What: Karnopp Petersen LLP

What it does: law firm

Pictured: Partnership Chairman Jon Napier

Employees: 32

Website: https:// karnopp.com/

Jon Napier knew in law school that he wanted to work on business transactions, so he earned a master’s of business administration along with his law degree at Willamette University.

When he moved to Bend in search of small-town lifestyle in 2002, entrepreneurship was strong, but Napier said he didn’t foresee the influx of venture capital or the growth of the technology sector. Now, he regularly advises early-stage companies on securities law as they try to raise money in the private market, and his firm Karnopp Petersen is marketing its expertise in “emerging business” law to clients in other Oregon metro areas.

Napier talked recently with The Bulletin about guiding one of Bend’s largest law firms. Responses have been edited for length and content.

Q: Karnopp Petersen named you chairman of the partnership early this year. How does that role differ from managing partner, which is more common for law firms?

A: We have seven partners. Our thought is really we function like a board of directors. The partners are all involved in the decision-making process, as opposed to having a managing partner. It’s a collaborative process internally. My role as partnership chair is just to help facilitate that.

Q: What business strategies have you brought to the partnership?

A: One of the things I’ve been focused on, and it’s partly because of my practice, is the information economy in Bend. I got here in 2002. It’s changed. We have a much more diversified economy. Basically, from our perspective, innovation is key for Central Oregon’s future.

Q: You’ve built specialty practices around intellectual property, securities law and natural resources. Where do you see the firm in five years?

A: I would expect more specialization. We would continue working with local businesses but also involving ourselves in our regional business, outside of Central Oregon. We work in other areas of the state, Northern California, Washington. There’s lots of entrepreneurs around the state that are outside the Portland metro area. So we’ve been intentionally targeting folks who work in other areas of the state. Bend is just centrally situated in the state. We’re just ideally situated to deal with more sophisticated issues. And it does matter where you’re located.

Q: Your specialize in business transactions. What kind of work are you doing lately?

A: We’ve seen significant numbers of local companies being purchased. Most of these (acquisitions) fly under the radar. I don’t have permission from clients to get into details.

Q: What do these businesses have in common?

A: It’s a scalable, traded-sector business that’s growing, and therefore has become an acquisition target.

Q: Do you ever find it difficult to understand a client’s business or product?

A: We focus on understanding the law and helping translate that to our clients. One of the most important things for an attorney is to be a good listener. There are clients that do have complex products and businesses. It really is important to listen and understand and ask questions to help make sure you understand your client’s business. And it’s critical to understand, what do they want? What is their goal? If you don’t assess that, there’s a risk of having a misalignment of what the adviser thinks they should do and what they want.
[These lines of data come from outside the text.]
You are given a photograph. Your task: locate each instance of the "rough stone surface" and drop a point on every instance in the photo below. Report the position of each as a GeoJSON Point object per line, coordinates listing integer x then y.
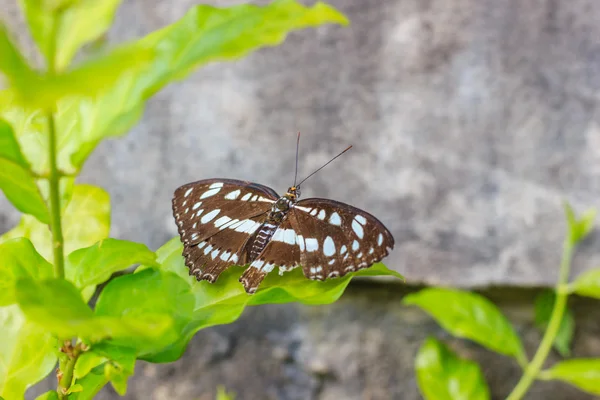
{"type": "Point", "coordinates": [362, 347]}
{"type": "Point", "coordinates": [471, 121]}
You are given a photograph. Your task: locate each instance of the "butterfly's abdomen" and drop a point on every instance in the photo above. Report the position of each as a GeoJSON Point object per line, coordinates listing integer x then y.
{"type": "Point", "coordinates": [260, 239]}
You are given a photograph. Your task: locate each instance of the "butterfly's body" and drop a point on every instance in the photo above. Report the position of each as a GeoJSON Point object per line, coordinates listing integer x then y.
{"type": "Point", "coordinates": [225, 222]}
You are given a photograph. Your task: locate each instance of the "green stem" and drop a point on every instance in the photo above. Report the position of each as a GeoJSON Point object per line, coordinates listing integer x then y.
{"type": "Point", "coordinates": [533, 369]}
{"type": "Point", "coordinates": [55, 213]}
{"type": "Point", "coordinates": [67, 368]}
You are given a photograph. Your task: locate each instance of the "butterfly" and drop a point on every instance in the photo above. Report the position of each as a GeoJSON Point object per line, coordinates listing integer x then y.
{"type": "Point", "coordinates": [226, 222]}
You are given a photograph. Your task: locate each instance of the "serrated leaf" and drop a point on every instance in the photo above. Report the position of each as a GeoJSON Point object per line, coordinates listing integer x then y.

Everything else tees off of it.

Q: Karnopp Petersen sponsors the Economic Development for Central Oregon Pubtalks, where you talk about changes in securities law. What’s been the most fundamental change in raising capital?

A: My take is the public markets, IPOs (initial public offerings), things like that, just aren’t working very well. So there’s a lot of pressure on business to open up the private markets, which would be private placement transaction. It’s private between issuers and interested investors.

Q: Among all the changes to federal rules and Oregon law meant to loosen restrictions on raising private capital, which ones do companies take advantage of most often?

A: I’m seeing more and more 506(c) activity. It’s a private exemption that allows advertising and general solicitation. The traditional exemption, the 506(b) exemption... we see 10 of those for every 506(c) rule.

There are still some restrictions. As an example, a 506(c) offering, there are strict rules on determining whether an investor is accredited or not. It’s perceived as safer and more well-developed to just stick with traditional securities processes and fundraising.